A related situation in Ontario pertained to dispute over the abuse of land for ecological benefit and development.  Nineteenth century history outlined the life of E.J. Zavitz (Two billion trees and counting, The legacy of Edmond Zavitz  2011, John Bacher).  Large regions of southern Ontario had reverted to desert conditions due to misuse of land, clearing of forests and converting it for economic purposes. Zavitz dreamt of rehabilitating waste land primarily through establishing new land policies.  Tree planting in Ontario reached a production level of 35 million annually before the provincial government, the political power structure, eliminated the program, closing out the nine nurseries and public responsibility for reforestation.

The prosperity of the Oak Ridges Moraine across the south is a tribute to his efforts.  The key example of success is illustrated by the productivity of watersheds supporting Lake Ontario. Renewed forest ecosystems have changed the region’s ecology supporting the rebuilding of aquifers basic to wetlands, rivers and lakes. From an ecological perspective the agriculture industry has regained its former potential providing for the country’s prosperity.  This has been a valuable lesson in land stewardship, one in danger of being lost with society’s emphasis on short term economic policies.
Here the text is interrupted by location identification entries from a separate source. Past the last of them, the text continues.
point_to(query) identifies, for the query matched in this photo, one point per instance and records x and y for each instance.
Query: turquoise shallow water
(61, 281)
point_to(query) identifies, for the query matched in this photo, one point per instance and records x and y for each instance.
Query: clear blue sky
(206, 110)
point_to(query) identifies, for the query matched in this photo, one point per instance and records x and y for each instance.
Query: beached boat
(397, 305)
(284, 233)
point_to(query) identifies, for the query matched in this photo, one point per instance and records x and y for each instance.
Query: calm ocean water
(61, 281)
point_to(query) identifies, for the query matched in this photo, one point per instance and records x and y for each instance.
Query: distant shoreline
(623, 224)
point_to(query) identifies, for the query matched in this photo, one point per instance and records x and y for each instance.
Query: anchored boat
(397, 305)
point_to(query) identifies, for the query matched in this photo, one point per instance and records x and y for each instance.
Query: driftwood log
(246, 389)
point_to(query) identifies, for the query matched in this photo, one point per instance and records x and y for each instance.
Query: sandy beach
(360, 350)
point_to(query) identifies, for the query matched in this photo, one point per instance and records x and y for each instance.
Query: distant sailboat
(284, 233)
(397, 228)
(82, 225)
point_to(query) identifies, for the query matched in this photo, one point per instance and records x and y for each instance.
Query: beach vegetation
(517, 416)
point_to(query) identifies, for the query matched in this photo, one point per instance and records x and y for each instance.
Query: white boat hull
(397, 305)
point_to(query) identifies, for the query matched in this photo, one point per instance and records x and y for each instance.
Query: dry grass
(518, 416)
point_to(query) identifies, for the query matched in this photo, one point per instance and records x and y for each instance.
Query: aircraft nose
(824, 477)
The tribute to Zavitz also noted two elements with relevance to the wider subject of resource stewardship. While priority emphasized sand deserts the more extensive loss was in the rocky ‘desert’ of the Canadian Shield. A vast area of Ontario was cleared for wood products and further abused by fires which reduced the productivity of the thin soil restricting forest ecosystem re-development. A second important note pertained to the establishment of professional foresters in each district of the province. Over the years the emphasis on a core of people dedicated to promoting the province’s environmental state has been eliminated from public responsibility, leaving it up to the private sector.  Responsibility for maintaining ecological prosperity has largely reverted to private enterprise, currently a relatively low priority.

During the nineteenth century a major provincial public endeavour concentrated on ensuring supply of wood products for economic development. Forest Resources Inventory (FRI), a multi-year project was conducted to guarantee the security of an industrial future supporting the province’s economy.  Today society’s pressure is on controlling global warming, ecological protection of resource ecosystems.  Land rehabilitation has been recognized as basic to improving quality of life.  Recognition that accumulation of greenhouse gases, the dominant factor causing climate change, is resulting in severe drought conditions and massive flooding, basic to destruction of communities and related loss of life.
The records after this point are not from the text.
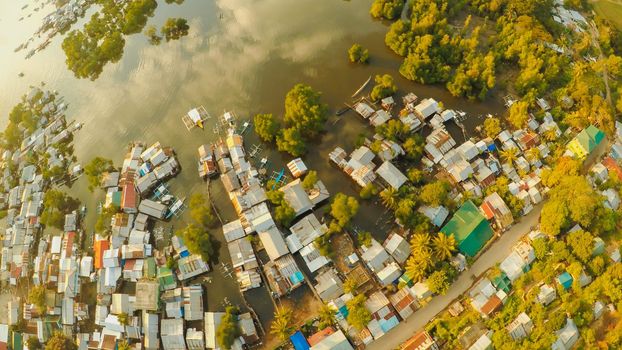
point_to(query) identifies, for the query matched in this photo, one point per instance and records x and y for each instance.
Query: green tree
(95, 171)
(435, 193)
(581, 243)
(443, 246)
(358, 315)
(124, 345)
(384, 87)
(197, 240)
(292, 142)
(175, 28)
(201, 211)
(228, 329)
(304, 111)
(36, 296)
(310, 180)
(364, 238)
(389, 197)
(387, 9)
(266, 127)
(152, 35)
(350, 285)
(509, 155)
(33, 343)
(358, 54)
(343, 209)
(414, 147)
(55, 205)
(438, 282)
(58, 341)
(492, 127)
(368, 191)
(282, 325)
(104, 220)
(326, 316)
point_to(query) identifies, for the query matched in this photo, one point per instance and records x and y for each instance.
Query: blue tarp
(296, 277)
(299, 341)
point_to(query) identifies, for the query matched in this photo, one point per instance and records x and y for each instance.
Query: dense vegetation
(304, 119)
(102, 40)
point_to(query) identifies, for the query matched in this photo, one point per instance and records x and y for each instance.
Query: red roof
(487, 210)
(416, 341)
(128, 196)
(493, 304)
(613, 166)
(319, 336)
(99, 248)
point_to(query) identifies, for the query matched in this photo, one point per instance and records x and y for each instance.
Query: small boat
(342, 111)
(362, 87)
(195, 117)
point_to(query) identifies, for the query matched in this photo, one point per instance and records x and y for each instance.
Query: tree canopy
(358, 54)
(95, 171)
(197, 240)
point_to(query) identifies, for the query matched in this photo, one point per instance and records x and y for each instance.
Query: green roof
(470, 228)
(590, 137)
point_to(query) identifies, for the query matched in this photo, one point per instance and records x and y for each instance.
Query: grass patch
(610, 10)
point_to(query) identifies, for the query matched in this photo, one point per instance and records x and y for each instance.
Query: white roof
(273, 242)
(392, 175)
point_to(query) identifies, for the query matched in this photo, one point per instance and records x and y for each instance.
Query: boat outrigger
(362, 87)
(195, 117)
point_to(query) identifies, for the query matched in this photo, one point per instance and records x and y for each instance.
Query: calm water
(245, 61)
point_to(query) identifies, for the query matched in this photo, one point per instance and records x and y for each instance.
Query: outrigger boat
(195, 117)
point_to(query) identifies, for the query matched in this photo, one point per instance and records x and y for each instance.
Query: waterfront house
(420, 341)
(398, 247)
(296, 196)
(328, 285)
(172, 334)
(233, 230)
(521, 327)
(333, 340)
(566, 337)
(493, 207)
(297, 167)
(383, 317)
(470, 228)
(391, 175)
(363, 109)
(427, 108)
(586, 141)
(304, 232)
(312, 257)
(273, 242)
(437, 215)
(404, 303)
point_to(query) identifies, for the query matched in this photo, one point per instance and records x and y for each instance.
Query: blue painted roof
(297, 277)
(387, 325)
(299, 341)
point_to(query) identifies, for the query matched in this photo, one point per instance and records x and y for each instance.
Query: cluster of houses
(23, 183)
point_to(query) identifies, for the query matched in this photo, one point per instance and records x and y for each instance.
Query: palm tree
(533, 154)
(326, 316)
(550, 134)
(419, 242)
(389, 197)
(510, 155)
(282, 325)
(444, 246)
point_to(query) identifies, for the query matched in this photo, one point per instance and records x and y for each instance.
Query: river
(240, 55)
An effort similar to FRI, an economic / ecological land productivity survey of land, is proposed to determine how to ensure the nation’s prosperity. The surface of the planet can provide for the needs of even eight or nine billion people. Stewardship of the world’s resource base is the essential element required of the human race.  The emphasis must be on ecological support providing adequate supply of the basic elements of life, food and water, the daily needs of every individual. This twenty-century dream includes mankind’s acceptance of responsibility in sharing responsibility with nature to provide benefit for all the world’s creatures.